Resistance in Mencap's History

Tilley, Liz (2006). Resistance in Mencap's History. In: Mitchell, Duncan; Traustadottir, Rannveig; Chapman, Rohhss; Townson, Louise; Ingham, Nigel and Ledger, Sue eds. Exploring Experiences of Advocacy by People with Learning Disabilities: Testimonies of Resistance. London, UK: Jessica Kingsley Publishers, pp. 128–141.



Since its inception in 1946, Mencap has grown to become the largest voluntary organization with a learning disability remit in the UK. Over the course of its history, Mencap has resisted and challenged society’s attitudes and prejudices towards people with learning difficulties whilst fighting for important changes in policy and service provision. Mencap adopted a discourse of resistance from its earliest days which helped to raise the organization’s profile and aid its growth.
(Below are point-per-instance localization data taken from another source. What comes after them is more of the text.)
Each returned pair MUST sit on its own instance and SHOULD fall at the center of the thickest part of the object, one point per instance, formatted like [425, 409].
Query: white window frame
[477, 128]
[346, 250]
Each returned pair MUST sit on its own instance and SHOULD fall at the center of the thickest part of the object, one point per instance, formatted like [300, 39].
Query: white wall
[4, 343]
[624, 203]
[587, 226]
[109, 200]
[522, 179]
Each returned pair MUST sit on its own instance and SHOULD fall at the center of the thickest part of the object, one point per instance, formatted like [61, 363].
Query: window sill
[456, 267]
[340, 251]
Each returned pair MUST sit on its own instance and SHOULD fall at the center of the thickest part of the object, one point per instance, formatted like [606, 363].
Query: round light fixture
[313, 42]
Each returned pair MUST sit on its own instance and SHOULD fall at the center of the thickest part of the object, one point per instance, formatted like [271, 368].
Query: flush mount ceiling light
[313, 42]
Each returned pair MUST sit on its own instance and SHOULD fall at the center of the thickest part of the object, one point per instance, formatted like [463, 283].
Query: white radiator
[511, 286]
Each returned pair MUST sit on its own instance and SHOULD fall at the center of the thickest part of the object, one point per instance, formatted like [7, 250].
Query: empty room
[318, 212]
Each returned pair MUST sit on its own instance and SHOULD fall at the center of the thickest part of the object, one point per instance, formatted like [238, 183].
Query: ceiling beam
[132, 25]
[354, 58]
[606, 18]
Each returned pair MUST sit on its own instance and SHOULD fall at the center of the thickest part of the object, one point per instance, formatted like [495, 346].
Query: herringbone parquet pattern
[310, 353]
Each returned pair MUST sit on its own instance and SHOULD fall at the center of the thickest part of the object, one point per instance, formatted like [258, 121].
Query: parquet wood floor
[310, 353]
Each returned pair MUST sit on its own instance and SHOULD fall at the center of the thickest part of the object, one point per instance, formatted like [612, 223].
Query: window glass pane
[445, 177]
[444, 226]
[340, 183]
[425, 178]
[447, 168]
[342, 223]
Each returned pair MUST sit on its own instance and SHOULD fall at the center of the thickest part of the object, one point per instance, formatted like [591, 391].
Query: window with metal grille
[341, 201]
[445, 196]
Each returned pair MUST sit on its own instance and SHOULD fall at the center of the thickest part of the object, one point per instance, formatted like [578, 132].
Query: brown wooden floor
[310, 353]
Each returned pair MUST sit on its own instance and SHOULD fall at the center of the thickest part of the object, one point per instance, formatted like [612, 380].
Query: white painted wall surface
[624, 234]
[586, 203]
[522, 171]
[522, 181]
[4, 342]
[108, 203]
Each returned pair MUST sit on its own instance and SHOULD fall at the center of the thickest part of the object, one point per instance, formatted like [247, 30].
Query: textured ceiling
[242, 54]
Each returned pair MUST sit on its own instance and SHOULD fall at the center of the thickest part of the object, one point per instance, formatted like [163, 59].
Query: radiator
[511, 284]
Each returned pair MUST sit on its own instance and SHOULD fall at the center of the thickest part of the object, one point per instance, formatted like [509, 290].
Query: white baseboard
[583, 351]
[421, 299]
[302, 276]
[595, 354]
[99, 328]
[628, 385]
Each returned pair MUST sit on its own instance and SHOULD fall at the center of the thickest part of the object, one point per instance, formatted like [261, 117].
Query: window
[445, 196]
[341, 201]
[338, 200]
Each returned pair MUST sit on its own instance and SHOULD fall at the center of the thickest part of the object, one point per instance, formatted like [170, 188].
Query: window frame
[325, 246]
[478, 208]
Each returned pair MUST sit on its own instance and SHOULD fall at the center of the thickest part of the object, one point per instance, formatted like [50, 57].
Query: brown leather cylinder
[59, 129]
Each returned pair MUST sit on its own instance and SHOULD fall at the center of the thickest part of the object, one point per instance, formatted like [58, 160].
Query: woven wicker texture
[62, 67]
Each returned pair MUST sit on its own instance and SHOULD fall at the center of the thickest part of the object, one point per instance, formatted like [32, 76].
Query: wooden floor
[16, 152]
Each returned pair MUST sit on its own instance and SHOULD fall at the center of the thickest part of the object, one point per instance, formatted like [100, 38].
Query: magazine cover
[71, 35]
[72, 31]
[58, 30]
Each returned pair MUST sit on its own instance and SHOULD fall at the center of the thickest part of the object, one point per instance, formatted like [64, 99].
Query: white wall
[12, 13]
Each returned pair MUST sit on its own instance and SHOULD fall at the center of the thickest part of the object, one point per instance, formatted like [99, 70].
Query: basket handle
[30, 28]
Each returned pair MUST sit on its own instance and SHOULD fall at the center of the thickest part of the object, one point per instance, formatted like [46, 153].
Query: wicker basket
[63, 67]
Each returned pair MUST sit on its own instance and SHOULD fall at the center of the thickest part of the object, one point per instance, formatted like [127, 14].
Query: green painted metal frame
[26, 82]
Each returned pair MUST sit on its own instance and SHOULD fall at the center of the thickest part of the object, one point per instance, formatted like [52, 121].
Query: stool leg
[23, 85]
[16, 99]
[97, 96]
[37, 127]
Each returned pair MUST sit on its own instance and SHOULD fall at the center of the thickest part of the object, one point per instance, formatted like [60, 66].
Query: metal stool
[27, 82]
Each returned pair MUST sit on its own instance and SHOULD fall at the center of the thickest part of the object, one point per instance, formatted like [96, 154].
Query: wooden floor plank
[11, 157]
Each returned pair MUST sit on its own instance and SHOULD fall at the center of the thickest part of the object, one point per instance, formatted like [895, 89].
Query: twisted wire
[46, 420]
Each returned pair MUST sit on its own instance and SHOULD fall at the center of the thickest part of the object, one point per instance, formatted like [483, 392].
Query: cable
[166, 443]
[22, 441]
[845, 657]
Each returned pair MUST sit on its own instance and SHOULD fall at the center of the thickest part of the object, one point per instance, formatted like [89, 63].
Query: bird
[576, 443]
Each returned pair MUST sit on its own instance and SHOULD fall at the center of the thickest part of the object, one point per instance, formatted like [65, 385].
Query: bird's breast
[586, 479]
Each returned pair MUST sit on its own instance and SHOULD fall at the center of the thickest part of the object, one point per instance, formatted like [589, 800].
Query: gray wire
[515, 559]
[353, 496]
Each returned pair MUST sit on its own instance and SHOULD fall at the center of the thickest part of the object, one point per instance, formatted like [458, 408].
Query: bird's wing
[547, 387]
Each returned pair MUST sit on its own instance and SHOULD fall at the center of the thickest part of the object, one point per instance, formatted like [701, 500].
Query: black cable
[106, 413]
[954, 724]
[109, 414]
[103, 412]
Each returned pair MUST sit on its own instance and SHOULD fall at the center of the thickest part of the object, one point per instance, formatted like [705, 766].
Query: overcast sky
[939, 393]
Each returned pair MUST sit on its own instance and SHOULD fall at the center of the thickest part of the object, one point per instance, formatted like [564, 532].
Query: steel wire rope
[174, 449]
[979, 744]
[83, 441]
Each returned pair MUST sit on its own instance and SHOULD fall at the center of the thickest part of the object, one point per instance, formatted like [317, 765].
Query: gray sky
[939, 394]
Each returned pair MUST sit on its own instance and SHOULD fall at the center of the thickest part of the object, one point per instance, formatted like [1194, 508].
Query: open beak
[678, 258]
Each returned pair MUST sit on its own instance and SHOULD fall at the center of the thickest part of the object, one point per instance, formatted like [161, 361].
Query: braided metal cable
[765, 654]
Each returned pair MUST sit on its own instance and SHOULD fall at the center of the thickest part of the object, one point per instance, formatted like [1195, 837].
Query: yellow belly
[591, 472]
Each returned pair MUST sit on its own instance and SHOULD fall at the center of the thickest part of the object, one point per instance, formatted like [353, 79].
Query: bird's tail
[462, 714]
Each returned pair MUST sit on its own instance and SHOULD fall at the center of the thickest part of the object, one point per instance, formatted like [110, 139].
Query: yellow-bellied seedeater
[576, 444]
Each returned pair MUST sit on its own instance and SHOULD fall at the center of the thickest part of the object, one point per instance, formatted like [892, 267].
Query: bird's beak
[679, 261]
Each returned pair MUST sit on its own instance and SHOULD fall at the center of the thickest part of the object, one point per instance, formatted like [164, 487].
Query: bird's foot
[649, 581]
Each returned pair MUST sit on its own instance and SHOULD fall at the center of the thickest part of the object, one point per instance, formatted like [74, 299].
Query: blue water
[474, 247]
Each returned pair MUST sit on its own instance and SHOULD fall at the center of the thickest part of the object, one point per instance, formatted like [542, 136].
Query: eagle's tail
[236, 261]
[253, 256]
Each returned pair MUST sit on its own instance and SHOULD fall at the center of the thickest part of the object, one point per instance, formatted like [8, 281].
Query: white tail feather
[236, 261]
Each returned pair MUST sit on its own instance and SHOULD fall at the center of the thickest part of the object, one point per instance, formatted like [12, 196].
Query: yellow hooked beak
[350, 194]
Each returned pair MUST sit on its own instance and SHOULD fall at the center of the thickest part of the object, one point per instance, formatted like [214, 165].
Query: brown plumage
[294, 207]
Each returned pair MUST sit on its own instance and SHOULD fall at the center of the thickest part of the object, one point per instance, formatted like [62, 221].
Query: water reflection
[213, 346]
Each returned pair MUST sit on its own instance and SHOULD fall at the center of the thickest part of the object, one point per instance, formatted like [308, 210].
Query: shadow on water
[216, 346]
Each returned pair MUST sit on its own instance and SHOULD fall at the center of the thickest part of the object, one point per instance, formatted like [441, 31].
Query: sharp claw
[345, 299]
However, Mencap has also been the subject of resistance - from within its own organizational structures, as well as from service users, parents and academics. The growth of the self-advocacy movement, alongside changing assumptions about the rights of people with learning difficulties and the extension of Mencap’s activities into widespread service provision, challenged Mencap to renegotiate its identity as an organization both for and of people with learning difficulties in the 1990s. Resistance has been a key theme in Mencap’s history, but has emerged in a complex array of forms.